Identification of novel associations between functional SNP and disease
Comparison of allele frequency between cases and controls
Small population
Identify SNP x SNP and SNP x Nutient interactions
:) - cheap, matching, SNP functionality known
:( - might not be representative of population, might be difficult to find matching controls, limited number of SNPs
What is the statistical power of a study influenced by?
Population Size
Effect size of SNP with disease
Number of tests being performed
How do we calculated the corrected p-value?
0.05/N
What are TagSNPs?
Limit the number of SNPs needed in pathway and GWAS studies - group SNPs in haplotypes
:) - reduce cost, able to use lower p-value and thus identify SNPs with smaller effects (beneficial because in many multifactorial diseases, there are lots of SNPs with small effect sizes
:( - functionality of SNP not known
What is the metabolic pathway approach?
Hypothesis driven - identification of novel genes within a disease metabolic pathway
Test for association with ALL SNPs (Tag and functional) in ALL GENES in a metabolic pathway
Medium Sized
What is GWAS?
Genome Wide Association Studies - hypothesis free
Genotype all cases and controls
Need around 1000 TagSNPs for 1-1.5 million SNPs
VERY large sample size - expensive, cannot match, cannot test for SNP x SNP or SNPxNutient interactions due to lack of statistical power.
What is an example of a candidate SNP approach for studying SNPxNutrient interactions?
APOA1 x PUFA - Corella and Ordovas - group of women
APOA1 - efflux of cholesterol from cells and transport of HDL-C to the liver
PUFA - Polyunsaturated Fatty Acids - Oily Fish (Omega3)

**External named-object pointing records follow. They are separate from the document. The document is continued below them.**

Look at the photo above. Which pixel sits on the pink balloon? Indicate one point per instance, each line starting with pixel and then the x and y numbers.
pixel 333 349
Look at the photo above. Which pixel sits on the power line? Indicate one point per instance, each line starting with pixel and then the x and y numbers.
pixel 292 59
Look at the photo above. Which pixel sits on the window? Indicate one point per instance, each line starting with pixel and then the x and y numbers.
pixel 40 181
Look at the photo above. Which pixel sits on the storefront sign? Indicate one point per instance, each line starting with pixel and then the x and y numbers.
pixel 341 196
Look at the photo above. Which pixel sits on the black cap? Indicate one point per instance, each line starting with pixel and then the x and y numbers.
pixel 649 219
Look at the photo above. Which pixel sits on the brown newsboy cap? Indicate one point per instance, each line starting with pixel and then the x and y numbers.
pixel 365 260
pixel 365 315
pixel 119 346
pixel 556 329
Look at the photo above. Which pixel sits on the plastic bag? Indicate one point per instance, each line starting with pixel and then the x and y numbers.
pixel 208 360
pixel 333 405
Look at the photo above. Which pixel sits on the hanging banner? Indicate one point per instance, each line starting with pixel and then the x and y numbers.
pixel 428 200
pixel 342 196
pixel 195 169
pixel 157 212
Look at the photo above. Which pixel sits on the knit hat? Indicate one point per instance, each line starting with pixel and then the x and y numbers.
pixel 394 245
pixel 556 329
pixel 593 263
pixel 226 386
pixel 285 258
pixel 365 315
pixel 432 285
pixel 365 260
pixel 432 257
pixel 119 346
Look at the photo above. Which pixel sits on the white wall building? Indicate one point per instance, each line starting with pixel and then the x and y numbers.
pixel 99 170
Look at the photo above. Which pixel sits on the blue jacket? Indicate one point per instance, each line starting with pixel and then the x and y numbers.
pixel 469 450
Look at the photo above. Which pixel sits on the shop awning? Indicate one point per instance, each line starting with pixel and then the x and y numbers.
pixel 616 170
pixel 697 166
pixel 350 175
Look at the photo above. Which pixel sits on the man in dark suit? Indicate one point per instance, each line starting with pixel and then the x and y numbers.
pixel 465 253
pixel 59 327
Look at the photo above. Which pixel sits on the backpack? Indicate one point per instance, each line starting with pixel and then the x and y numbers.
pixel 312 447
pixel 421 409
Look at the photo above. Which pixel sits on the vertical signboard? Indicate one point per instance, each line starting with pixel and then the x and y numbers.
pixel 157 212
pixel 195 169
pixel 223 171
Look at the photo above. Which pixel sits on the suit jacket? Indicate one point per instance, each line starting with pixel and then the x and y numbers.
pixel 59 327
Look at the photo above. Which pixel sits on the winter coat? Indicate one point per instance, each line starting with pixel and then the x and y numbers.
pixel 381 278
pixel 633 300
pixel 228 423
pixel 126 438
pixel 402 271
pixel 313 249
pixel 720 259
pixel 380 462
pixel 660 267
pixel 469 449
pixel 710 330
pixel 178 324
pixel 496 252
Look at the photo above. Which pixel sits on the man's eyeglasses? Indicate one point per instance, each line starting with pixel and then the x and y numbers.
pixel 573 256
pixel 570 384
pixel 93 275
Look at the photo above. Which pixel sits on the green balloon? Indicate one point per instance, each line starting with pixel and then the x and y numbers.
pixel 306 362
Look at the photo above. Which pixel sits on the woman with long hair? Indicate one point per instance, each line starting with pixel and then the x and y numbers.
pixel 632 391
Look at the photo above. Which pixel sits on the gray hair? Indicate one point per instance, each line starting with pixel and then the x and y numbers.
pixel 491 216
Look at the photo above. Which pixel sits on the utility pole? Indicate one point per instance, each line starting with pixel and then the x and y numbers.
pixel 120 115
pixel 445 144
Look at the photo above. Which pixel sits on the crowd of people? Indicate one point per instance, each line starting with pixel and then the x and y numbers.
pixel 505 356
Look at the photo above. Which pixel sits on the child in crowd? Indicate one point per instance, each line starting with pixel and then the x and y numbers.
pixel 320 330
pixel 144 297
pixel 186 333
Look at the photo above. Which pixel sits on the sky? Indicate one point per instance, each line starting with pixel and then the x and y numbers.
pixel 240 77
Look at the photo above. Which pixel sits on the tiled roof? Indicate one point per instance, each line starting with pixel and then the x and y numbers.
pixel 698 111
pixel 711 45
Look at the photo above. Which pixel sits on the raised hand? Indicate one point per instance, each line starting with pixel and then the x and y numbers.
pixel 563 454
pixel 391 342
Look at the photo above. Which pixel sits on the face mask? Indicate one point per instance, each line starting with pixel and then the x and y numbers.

Functional SNP known - -75G/A upstream from the APOA1 promoter
Individually no effect on HDL-C (CVD risk)
When studied together, found LOW PUFA (<4%) showed an increase in HDL-C for women with GG SNP. HIGH PUFA (>8%) showed increase in HDL-C for women with GA/AA genotype.
What is example of micronutrient metabolism in SNP x nutrient interactions?

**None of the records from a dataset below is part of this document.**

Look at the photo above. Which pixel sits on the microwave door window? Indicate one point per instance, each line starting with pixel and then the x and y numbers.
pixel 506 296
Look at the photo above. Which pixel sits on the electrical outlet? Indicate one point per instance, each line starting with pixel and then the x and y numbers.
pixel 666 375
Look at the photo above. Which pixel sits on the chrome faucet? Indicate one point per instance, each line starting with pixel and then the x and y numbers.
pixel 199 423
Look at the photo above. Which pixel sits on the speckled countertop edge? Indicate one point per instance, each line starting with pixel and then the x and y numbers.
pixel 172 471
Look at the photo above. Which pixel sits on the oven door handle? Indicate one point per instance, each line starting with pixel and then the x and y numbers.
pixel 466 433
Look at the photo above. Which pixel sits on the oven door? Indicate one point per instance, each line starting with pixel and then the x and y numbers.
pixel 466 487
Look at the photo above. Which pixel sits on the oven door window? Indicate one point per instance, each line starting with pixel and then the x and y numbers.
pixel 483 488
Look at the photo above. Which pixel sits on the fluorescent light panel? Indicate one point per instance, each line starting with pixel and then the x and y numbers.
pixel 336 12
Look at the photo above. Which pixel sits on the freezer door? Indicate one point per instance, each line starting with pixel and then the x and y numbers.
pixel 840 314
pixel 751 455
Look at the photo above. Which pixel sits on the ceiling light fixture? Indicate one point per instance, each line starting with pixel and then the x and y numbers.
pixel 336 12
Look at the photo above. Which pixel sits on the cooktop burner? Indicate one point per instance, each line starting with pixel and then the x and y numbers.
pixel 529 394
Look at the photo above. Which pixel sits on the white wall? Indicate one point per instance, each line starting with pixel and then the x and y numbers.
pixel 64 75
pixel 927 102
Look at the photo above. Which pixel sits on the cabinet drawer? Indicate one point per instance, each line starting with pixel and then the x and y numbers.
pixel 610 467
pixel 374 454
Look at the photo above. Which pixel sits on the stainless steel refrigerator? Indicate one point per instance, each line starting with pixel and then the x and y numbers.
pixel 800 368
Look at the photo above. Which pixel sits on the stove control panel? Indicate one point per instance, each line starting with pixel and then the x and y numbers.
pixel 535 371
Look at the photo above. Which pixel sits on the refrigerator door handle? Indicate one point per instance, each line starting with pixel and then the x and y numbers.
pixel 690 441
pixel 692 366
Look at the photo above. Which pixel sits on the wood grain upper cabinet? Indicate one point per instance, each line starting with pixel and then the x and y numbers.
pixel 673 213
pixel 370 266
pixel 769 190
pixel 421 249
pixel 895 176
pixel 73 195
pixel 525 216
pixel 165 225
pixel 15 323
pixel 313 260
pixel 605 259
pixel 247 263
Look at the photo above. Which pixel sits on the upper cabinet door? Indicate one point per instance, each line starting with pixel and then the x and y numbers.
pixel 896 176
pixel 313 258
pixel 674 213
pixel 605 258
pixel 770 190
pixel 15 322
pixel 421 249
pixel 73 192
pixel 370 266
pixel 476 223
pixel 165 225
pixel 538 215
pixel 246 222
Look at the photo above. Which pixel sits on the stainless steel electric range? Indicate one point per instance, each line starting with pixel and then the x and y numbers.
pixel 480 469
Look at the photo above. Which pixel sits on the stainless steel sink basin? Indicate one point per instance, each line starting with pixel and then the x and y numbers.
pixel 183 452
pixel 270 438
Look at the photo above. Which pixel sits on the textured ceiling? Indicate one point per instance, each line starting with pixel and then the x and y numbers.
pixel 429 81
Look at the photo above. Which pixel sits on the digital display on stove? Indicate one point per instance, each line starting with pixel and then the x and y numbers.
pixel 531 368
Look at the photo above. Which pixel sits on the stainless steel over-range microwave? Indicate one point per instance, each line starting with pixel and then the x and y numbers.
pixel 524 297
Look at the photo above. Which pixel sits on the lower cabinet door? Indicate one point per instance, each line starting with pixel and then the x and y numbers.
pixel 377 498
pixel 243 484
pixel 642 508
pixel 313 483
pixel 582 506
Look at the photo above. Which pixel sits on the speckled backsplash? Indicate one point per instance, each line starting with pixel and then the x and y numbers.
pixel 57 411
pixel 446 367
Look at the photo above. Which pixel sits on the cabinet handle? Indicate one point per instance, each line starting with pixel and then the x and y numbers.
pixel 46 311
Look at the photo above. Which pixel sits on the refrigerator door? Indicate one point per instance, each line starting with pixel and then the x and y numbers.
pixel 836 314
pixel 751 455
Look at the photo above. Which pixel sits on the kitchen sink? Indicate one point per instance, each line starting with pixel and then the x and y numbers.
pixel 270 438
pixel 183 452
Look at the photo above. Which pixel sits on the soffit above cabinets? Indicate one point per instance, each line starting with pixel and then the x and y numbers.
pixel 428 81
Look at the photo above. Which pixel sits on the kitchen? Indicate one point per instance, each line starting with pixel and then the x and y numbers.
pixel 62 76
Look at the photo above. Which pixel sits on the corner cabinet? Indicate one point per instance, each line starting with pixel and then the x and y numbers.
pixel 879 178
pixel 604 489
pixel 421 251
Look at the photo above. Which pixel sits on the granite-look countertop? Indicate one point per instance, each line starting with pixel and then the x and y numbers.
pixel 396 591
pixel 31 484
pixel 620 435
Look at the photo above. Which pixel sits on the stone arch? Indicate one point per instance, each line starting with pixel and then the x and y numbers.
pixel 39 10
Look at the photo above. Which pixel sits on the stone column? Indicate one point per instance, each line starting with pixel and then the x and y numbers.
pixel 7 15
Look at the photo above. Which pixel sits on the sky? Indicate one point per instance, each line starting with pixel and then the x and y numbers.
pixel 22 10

B-carotene x BCMO1 - Leung et al.
Rare SNP in BCMO1 (267Serine and 379Valine) confers 57% reduction in BCMO1 activity (enzyme crucial in first step of metabolising B-carotine into Vit.A). Study in women compared reaction velocity between rare variant and common variant (Argninine267 and Alananine379).
Why is VitA crucial?
Visual cycle - night blindness. Cellular differentiation. Deficiency can lead to increase mortality from infection (T Killer cells require retinoids to proliferate). Supplementation can cause miscarriage, birth defects. Beta carotene often only source of Vit. A for vegans (Active VitA comes from animal source such as Eggs and Meat)

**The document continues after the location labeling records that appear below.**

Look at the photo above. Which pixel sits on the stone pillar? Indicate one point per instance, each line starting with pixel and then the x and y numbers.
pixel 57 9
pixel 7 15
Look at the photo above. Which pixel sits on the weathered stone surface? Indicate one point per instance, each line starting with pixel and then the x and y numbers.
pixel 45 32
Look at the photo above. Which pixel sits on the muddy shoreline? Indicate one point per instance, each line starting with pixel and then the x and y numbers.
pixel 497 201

What is example of micronutrient metabolism in SNP x nutrient interactions?
Folate x MTHFR
Folate needs to be converted to the active form which is 5-Methyl THF by MTHFR - this allows Homocysteine to be converted to Met which can play a role in DNA methylation. Low folate levels reduce 5-Methyl THF and increase Hcy (increase CVD) and reduce methyl group availability for DNA methylation.
SNP in MTHFR (C677T) affects the activity of the enzyme. TT genotype confers a 30% activity of the enzyme and as a result low folate diet results in increase plasma Hcy and increased CVD. High folate diet compensates for the low activity of the enzyme and restores 5-methyl THF.
HOWEVER if high folate diet given to CC (100% activity) we get an excess of methyl group and DNA synthesis and increased cancer.
NEED for personalised medicine to ensure we give correct dietary advice to correct people.